Release file lock after editing
AI agents use release_file_lock to create or update resources in A2AMCP — usually the action step of a workflow, after the agent has gathered context. Every call changes real data in your A2AMCP environment.
This tool performs a state-modifying operation (releasing a lock) that affects concurrent access to shared resources in a multi-agent environment. While not destructive (locks can be re-acquired) nor executing arbitrary code, it is a Write operation that modifies coordination state.
From the tool's definition The tool is named 'release_file_lock' and described as 'Release file lock after editing'. It modifies the state of a shared locking mechanism used to coordinate file access among multiple agents in a Redis-backed collaboration system.
Documented attack patterns abuse exactly the kind of access release_file_lock gives an agent:
PolicyLayer is an MCP gateway — it sits between your AI agents and A2AMCP, and nothing reaches the server without passing your rules. This is the rule we recommend for release_file_lock:
{
"version": "1",
"default": "deny",
"tools": {
"release_file_lock": {
"limits": [
{
"counter": "release_file_lock_rate",
"window": "minute",
"max": 30,
"scope": "grant"
}
]
}
}
} release_file_lock stays usable, but capped — an agent stuck in a loop can't make hundreds of changes a minute. Everything else on the server is denied unless you say otherwise.
Free to start. No card required.
Release file lock after editing. It is categorised as a Write tool in the A2AMCP MCP Server, which means it can create or modify data. Consider rate limits to prevent runaway writes.
Register the A2A MCP server in PolicyLayer and add a rule for release_file_lock: allow, deny, rate-limit, or require approval. Point your MCP client at the PolicyLayer proxy URL and the rule is enforced on every call, before it reaches A2AMCP. Nothing to install.

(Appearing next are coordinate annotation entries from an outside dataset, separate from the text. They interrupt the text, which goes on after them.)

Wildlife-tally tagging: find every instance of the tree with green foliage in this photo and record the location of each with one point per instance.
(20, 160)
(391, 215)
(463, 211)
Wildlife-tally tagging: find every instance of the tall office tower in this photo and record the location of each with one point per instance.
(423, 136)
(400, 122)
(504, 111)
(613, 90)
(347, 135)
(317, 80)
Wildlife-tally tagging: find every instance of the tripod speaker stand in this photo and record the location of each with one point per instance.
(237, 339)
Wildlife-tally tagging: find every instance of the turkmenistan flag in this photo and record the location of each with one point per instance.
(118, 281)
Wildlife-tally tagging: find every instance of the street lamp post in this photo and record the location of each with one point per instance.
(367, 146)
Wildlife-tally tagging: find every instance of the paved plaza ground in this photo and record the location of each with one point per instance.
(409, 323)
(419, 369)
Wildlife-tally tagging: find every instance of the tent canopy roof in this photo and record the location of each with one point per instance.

release_file_lock is a Write tool with medium risk. Write tools should be rate-limited to prevent accidental bulk modifications.
Yes. Add a rate_limit block to the release_file_lock rule in your PolicyLayer policy. For example, setting max: 10 and window: 60 limits the tool to 10 calls per minute. Rate limits are tracked per agent session and reset automatically.

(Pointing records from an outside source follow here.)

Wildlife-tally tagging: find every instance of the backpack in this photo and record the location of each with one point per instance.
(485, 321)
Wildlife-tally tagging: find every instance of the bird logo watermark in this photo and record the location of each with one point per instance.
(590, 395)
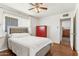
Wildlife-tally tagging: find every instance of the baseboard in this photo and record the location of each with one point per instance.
(3, 49)
(78, 53)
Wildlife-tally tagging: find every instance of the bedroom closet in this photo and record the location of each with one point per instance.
(65, 25)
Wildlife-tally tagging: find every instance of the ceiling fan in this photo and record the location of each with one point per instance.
(38, 7)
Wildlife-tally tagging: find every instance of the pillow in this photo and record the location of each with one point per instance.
(17, 35)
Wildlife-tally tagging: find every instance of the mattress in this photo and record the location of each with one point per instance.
(27, 45)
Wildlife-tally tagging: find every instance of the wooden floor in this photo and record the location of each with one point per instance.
(56, 50)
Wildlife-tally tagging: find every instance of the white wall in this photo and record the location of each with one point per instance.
(77, 28)
(53, 23)
(66, 24)
(34, 23)
(23, 21)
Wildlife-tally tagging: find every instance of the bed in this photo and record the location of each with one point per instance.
(23, 44)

Set action: deny in the PolicyLayer policy for release_file_lock. The AI agent will receive a policy violation error and cannot call the tool. You can also include a reason field to explain why the tool is blocked.
release_file_lock is provided by the A2A MCP server (webdevtodayjason/a2amcp). PolicyLayer sits as a proxy in front of this server to enforce policies before tool calls reach the server.
Start from A2AMCP, add the rest of your stack, and see everything your agents can call. Then put policy on all of it.
Free to start. No card required.
17 A2AMCP tools catalogued and risk-classified — across an index of 43,000+ MCP servers.